The study found that academics learn to teach through both formal and informal methods. Formal support might include centralised academic development units or academic development staff in faculties and occasionally departments. Other formal approaches include PhD and Masters programmes related to higher education, or postgraduate diplomas in the subject.

Some universities offer financial support so staff can attend teaching and learning conferences. Others might favour incentive oriented schemes – grants for innovations or research related specifically to teaching. Some institutions and individual faculties have teaching and learning committees that encourage debate, collaboration and giving direction to academics. Student feedback systems are also a formal way to improve academics’ teaching.

Informal approaches tend to be more individualised. Academics might engage in self-reflection to better their teaching, or chat to colleagues and supervisors to improve their lectures. They also watch senior staff and those who are known as excellent teachers, learning from their examples. These approaches are extremely powerful; sometimes even more so than the formal programmes. But they are more unpredictable. They depend on the expertise of one’s peers and more senior colleagues.

Contradictory views

The study also found a big disjuncture between how universities talk about excellent teaching and how they support, recognise or reward it.

At all eight institutions, whether they focused on research, were more teaching-oriented or were vocational in nature, the general impression was that research was valued – and rewarded – more highly than teaching. One academic told the study authors:

I use my research money more often to buy in replacement teachers to free me to do research than I would if there [were] more benefits attached to teaching for me.

Several vice chancellors and deans told the authors that teaching was very important. But middle managers like department heads were quoted as saying that too much attention to one’s professional development as a teacher, or to research about teaching and learning, would be a form of “career suicide”.

The interviews with academics uncovered surprising depths of sincere commitment to enhancing teaching and to teaching well. These views were often expressed despite adverse social or material conditions at universities. In fact, this commitment was more evident in extremely adverse conditions. This underscores the point that an important feature of an academic’s intention to teach well is intrinsically motivated or internally driven.

Lessons

This study offers several lessons. The first is that it takes a combination of formal and informal learning to equip academics to become better teachers. Universities are under enormous financial pressure; some are mulling retrenchments, particularly of support staff. Universities should think carefully before cutting professional development staff, given the role they can play in boosting teaching and thereby keeping quality high.

A second lesson is that the general conditions in which academics teach, be these material or social, affect teaching and learning. More attention must be paid to funding and resourcing, and to the training of middle level managers such as heads of department. This is often where the message about the importance of learning to teach well is inconsistently relayed, and heads of department are closer to the academics, that require their support.

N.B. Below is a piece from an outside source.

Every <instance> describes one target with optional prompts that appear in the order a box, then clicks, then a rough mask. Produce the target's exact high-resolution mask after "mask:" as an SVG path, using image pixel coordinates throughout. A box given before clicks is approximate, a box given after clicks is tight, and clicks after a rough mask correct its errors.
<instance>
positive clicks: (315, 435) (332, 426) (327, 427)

It’s also important that policies and incentive systems should not overplay the importance of research at the expense of teaching.

And, finally, given that so many academics are intrinsically motivated to teach well, they should not be viewed as mere instruments of policy and strategic exigencies. Instead, they must be treated as academic partners whose role as professionals should be respected. Their importance must be acknowledged and they must be seen as accountable, responsible, thinking and feeling beings – not workhorses chasing global rankings for the benefit of their institutions’ reputations.